Why such a high decline rate ? Were they all McDonald's, $3-4 dollar offers, 20 minute pickups, or what ?


----------



## NOXDriver (Aug 12, 2018)

ANT 7 said:


> Do tell more ?
> 
> Why such a high decline rate ? Were they all McDonald's, $3-4 dollar offers, 20 minute pickups, or what ?


Whomever accepts anything less than $8 and more than 3-5 miles is losing money. Even at $8/ 20 min thats $24 an hour. Easy money when half the time is sitting in the drive through.

But know your market. That is the only way to survive. One night my accpetance rate was less than 30%, still made $100.


----------



## FormerTaxiDriver♧ (Apr 5, 2018)

My acceptance rate got down to 13%, today. I declined many many calls; maybe 25 in all. I was not just gonna get pissed off and quit today. It seems that doordash is not picking up the tab right now on non tippers. Doordash has been generous the past 4 or 5 weeks, but it changed right after Mother's Day.


----------



## Woohaa (Jan 15, 2017)

With these low paying orders Doordash is about to tell its drivers


----------



## uberboy1212 (Jan 10, 2017)

FormerTaxiDriver♧ said:


> My acceptance rate got down to 13%, today. I declined many many calls; maybe 25 in all. I was not just gonna get pissed off and quit today. It seems that doordash is not picking up the tab right now on non tippers. Doordash has been generous the past 4 or 5 weeks, but it changed right after Mother's Day.

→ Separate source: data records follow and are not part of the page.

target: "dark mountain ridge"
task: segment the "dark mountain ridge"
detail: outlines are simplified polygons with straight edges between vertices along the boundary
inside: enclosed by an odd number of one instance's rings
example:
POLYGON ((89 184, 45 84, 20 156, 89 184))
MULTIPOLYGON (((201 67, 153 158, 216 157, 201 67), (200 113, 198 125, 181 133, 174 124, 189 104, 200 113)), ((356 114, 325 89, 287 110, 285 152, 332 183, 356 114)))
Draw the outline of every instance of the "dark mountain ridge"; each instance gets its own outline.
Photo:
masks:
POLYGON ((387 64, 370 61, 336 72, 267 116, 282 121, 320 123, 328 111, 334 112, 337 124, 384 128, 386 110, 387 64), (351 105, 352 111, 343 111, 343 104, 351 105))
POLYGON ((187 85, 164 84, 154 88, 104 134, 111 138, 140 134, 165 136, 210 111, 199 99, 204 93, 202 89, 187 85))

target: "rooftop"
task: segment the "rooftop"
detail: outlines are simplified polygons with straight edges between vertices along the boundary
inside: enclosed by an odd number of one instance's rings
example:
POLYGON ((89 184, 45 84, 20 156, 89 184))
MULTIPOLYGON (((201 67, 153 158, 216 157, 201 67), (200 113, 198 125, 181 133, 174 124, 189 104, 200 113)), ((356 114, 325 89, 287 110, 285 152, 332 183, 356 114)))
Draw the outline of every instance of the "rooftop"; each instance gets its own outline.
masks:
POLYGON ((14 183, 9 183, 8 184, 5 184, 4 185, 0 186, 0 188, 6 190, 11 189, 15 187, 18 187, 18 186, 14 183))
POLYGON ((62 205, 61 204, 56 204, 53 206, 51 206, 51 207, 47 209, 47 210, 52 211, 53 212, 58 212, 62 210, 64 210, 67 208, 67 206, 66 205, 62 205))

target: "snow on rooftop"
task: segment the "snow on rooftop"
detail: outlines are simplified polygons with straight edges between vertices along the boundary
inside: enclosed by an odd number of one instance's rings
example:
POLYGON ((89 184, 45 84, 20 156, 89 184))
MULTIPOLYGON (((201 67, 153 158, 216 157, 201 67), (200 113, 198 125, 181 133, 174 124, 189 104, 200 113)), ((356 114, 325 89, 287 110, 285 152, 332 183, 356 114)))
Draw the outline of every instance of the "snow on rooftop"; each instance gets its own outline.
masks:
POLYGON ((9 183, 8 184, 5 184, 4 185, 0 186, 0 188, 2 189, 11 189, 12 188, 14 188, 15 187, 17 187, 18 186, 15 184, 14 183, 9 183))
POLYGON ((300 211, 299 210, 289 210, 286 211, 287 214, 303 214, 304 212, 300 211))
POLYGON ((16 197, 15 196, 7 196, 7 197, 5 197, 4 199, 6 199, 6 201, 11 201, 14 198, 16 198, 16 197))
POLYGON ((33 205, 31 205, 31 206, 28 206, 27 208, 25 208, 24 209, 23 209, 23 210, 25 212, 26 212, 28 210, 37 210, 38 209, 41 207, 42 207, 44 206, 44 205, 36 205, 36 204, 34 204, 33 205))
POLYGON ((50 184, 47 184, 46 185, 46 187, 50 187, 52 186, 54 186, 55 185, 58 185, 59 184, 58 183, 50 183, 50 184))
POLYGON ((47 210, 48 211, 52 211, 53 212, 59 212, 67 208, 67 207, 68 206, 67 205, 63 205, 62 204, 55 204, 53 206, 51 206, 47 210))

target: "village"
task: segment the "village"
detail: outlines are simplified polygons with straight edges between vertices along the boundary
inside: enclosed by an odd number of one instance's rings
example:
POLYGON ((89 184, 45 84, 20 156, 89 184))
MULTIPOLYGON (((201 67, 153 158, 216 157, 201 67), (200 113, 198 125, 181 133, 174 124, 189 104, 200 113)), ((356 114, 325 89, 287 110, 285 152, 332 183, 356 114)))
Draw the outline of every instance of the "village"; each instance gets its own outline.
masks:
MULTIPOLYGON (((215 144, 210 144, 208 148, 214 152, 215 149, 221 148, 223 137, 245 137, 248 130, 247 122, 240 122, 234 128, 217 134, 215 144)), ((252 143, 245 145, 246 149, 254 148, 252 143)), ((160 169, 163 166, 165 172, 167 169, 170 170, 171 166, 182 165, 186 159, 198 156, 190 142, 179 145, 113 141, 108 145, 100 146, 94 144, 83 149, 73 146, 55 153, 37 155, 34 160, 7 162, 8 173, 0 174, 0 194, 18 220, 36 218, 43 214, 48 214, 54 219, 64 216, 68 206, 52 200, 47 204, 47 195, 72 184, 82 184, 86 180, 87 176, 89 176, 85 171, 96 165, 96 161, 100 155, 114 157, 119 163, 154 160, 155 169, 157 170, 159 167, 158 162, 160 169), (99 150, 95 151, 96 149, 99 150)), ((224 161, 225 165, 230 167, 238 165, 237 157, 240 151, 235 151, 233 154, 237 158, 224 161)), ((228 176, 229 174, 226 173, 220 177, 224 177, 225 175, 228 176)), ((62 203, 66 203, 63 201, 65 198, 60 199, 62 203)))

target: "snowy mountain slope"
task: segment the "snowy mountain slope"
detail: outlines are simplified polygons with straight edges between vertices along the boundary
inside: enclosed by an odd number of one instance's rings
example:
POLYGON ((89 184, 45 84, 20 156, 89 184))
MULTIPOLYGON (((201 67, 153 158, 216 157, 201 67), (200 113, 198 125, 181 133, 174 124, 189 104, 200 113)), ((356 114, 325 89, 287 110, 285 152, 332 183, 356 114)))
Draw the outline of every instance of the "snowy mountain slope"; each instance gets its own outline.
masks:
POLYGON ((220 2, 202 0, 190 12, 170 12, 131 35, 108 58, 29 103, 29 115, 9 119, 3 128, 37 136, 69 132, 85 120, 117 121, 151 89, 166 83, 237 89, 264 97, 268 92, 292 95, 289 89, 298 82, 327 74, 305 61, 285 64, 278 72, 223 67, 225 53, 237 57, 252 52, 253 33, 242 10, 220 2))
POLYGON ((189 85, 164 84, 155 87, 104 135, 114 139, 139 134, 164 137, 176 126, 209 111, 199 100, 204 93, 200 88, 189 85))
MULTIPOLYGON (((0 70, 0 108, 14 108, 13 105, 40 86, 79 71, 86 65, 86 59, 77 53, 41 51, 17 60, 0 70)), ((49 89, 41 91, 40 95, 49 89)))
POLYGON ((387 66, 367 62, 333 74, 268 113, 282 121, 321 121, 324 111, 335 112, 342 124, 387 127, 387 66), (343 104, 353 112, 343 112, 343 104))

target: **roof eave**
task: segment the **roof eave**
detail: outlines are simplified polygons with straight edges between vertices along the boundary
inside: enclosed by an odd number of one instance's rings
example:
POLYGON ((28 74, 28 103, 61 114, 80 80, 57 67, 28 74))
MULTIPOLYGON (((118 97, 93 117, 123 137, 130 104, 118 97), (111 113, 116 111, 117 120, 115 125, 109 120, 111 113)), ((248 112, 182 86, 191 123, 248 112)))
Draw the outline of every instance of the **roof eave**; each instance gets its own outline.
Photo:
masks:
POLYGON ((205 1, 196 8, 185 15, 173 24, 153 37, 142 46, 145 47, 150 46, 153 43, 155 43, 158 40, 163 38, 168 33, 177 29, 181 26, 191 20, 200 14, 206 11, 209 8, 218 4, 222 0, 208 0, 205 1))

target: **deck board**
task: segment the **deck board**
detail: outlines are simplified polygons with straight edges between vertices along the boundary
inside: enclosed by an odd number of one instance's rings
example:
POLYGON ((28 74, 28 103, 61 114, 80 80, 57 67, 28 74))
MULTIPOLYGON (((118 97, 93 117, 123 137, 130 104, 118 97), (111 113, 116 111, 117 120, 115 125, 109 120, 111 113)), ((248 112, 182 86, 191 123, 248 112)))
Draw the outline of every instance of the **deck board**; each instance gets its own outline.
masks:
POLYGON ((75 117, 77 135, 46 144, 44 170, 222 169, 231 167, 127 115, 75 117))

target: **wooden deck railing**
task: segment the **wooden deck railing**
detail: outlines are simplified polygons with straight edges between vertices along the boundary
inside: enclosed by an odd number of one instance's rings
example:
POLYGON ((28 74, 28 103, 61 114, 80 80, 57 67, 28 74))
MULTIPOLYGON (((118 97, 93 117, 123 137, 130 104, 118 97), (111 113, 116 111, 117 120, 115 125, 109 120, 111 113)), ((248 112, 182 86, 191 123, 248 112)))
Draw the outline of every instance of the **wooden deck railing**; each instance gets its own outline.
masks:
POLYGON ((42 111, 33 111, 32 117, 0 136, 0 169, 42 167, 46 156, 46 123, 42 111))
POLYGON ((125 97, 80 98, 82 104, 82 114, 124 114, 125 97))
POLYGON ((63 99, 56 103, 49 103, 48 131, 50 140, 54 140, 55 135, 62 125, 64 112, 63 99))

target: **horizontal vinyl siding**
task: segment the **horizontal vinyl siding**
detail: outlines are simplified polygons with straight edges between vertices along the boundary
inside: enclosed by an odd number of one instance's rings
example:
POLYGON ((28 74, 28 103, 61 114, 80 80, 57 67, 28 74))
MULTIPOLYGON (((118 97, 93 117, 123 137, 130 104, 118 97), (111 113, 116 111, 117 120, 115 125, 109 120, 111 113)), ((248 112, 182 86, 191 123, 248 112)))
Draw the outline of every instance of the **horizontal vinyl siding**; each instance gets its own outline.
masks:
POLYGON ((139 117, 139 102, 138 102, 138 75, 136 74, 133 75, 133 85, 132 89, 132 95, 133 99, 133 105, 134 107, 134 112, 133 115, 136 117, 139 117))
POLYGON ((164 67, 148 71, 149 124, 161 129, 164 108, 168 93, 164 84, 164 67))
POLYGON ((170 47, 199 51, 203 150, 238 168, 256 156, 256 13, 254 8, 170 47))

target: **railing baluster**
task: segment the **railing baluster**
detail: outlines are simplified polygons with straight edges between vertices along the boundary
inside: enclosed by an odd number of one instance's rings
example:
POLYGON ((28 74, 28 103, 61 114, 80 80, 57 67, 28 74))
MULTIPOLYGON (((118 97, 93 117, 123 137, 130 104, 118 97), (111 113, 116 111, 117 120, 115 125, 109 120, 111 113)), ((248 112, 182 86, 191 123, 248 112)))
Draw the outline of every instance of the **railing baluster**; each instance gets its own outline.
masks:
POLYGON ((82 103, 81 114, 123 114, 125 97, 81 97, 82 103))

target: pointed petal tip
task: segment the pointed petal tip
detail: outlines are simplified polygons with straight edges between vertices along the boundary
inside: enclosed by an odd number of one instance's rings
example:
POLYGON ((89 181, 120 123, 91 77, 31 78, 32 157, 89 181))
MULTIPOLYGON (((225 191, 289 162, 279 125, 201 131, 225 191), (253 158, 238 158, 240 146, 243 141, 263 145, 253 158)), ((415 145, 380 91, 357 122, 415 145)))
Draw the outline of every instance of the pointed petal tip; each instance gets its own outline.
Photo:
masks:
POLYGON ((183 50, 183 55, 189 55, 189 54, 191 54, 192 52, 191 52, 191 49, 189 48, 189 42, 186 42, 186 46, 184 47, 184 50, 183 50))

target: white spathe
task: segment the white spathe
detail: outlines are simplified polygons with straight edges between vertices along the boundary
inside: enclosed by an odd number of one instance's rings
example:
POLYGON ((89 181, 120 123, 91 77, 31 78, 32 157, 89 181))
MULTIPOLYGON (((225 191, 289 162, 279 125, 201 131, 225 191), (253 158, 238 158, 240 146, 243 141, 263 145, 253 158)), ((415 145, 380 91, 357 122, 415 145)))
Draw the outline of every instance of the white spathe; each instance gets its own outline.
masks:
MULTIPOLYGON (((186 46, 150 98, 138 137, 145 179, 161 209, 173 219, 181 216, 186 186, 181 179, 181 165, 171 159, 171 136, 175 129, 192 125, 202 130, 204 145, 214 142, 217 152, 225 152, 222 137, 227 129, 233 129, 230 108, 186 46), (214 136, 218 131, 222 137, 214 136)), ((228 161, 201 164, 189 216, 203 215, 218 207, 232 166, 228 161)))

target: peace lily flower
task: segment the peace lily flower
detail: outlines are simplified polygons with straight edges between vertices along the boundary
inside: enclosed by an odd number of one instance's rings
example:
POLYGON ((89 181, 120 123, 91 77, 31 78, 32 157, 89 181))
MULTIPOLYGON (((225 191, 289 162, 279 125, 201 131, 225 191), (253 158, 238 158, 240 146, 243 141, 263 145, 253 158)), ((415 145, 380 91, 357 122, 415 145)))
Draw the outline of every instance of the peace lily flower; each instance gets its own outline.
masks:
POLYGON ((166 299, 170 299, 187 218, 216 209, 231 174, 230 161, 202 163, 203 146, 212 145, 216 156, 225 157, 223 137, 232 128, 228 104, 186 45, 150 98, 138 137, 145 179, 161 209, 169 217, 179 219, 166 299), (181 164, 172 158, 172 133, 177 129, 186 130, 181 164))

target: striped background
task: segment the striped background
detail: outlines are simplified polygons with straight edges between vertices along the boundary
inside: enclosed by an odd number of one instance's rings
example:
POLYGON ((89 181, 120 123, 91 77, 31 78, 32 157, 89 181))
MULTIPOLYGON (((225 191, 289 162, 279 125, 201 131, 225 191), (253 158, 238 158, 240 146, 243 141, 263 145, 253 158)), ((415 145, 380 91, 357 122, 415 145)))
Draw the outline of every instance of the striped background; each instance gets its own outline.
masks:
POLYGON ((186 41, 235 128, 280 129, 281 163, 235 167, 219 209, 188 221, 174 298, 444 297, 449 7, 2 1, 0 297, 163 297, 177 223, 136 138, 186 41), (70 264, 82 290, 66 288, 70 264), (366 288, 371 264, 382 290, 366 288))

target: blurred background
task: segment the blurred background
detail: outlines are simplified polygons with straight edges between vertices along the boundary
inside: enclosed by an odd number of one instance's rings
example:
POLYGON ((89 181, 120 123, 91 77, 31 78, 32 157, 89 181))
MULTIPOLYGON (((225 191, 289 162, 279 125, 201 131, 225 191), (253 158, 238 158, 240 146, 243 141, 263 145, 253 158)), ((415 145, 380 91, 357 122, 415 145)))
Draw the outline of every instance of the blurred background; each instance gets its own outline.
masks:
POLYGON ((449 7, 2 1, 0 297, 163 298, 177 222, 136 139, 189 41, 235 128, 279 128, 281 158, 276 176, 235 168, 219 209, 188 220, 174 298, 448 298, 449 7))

Yea more lowball offers than usual lately. Its ok though, I can play this BS game as long as they want. There's plenty of other options out there


----------



## KevinJohnson (Mar 23, 2020)

Does your acceptance rate effect anything?


----------



## uberboy1212 (Jan 10, 2017)

KevinJohnson said:


> Does your acceptance rate effect anything?


You can dash anytime without scheduling at 60%+ but that's it. Not worth it though, I have a hard time staying above 30%


----------



## Teksaz (Mar 16, 2015)

No, acceptance rating is just an indicator of how much garbage DD is sending you lol


----------



## FormerTaxiDriver♧ (Apr 5, 2018)

KevinJohnson said:


> Does your acceptance rate effect anything?


High acceptance rate means you will be burning alot of gasoline, unless you drive a prius. Maybe earn 5 bucks an hour if the restruants don't hold you up! But then your customer rating will drop.

HIgh AR means low CR


----------